Religious communities, and their members, should be free to practise their faith in public and in private without unnecessary hindrance. This principle, however, cannot prevent access to the courts for anyone nor can it prevent any citizen from asking for police protection for the safeguarding of their freedom. Muslims, for instance, are free to observe the provisions of sharia if they wish to do so but this cannot curtail the liberty or the right to justice under the law of the land or to due protection of the citizen under the law for anyone, including, of course, Muslims.
Because the tradition of public law in this country has arisen from the Judaeo-Christian tradition, as refracted by the Enlightenment, it would be a mistake to recognise aspects of sharia, which has arisen from quite different assumptions about equality in terms of public law in the West.
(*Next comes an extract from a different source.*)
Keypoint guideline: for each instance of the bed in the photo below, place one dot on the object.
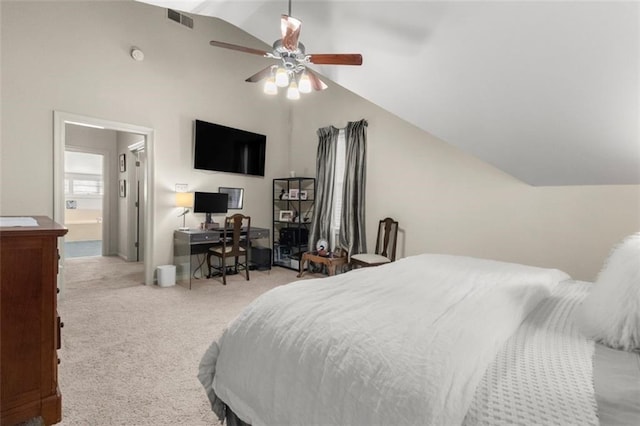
(427, 340)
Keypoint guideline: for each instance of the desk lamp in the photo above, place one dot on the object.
(184, 200)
It would mean introducing a principle of contradiction in the body of the law. This would be so even for the "softer" aspects of sharia, such as its family law. This latter does not recognise equality between men and women in terms of marriage, divorce, the custody of children, inheritance or in the laws of evidence. As can be imagined, this would create huge difficulties in maintaining the principle of equality of all before the law and of one law for all.
Traditionally, the ability to observe sharia and to enforce it has been a sine qua non, a minimum required for Muslims to continue living in a non-Muslim polity. Demands that sharia should be recognised in terms of public law stem from the perception that this is required for Muslims to be able to live in Western and non-Muslim societies. Whether the conditions for Muslims to live in non-Muslim societies are fulfilled is for Muslims to decide, in each particular case, but there should be no compromise on upholding the basic principles of public law as it has emerged and developed in the West.
Resurgent forms of Islam, leading to Islamist extremism, pose an international challenge which needs to be tackled in quite specific ways, depending on where it arises and its implications globally. Meanwhile, the domestic challenge must be met with a clear understanding and without compromise on the basic principles on which society is founded and which are needed for day to day decision-making. In the West, there is an urgent need for the renewal and the strengthening of the Judaeo-Christian tradition and its role in public life, if the challenges and dangers of extremist ideology are to be addressed effectively.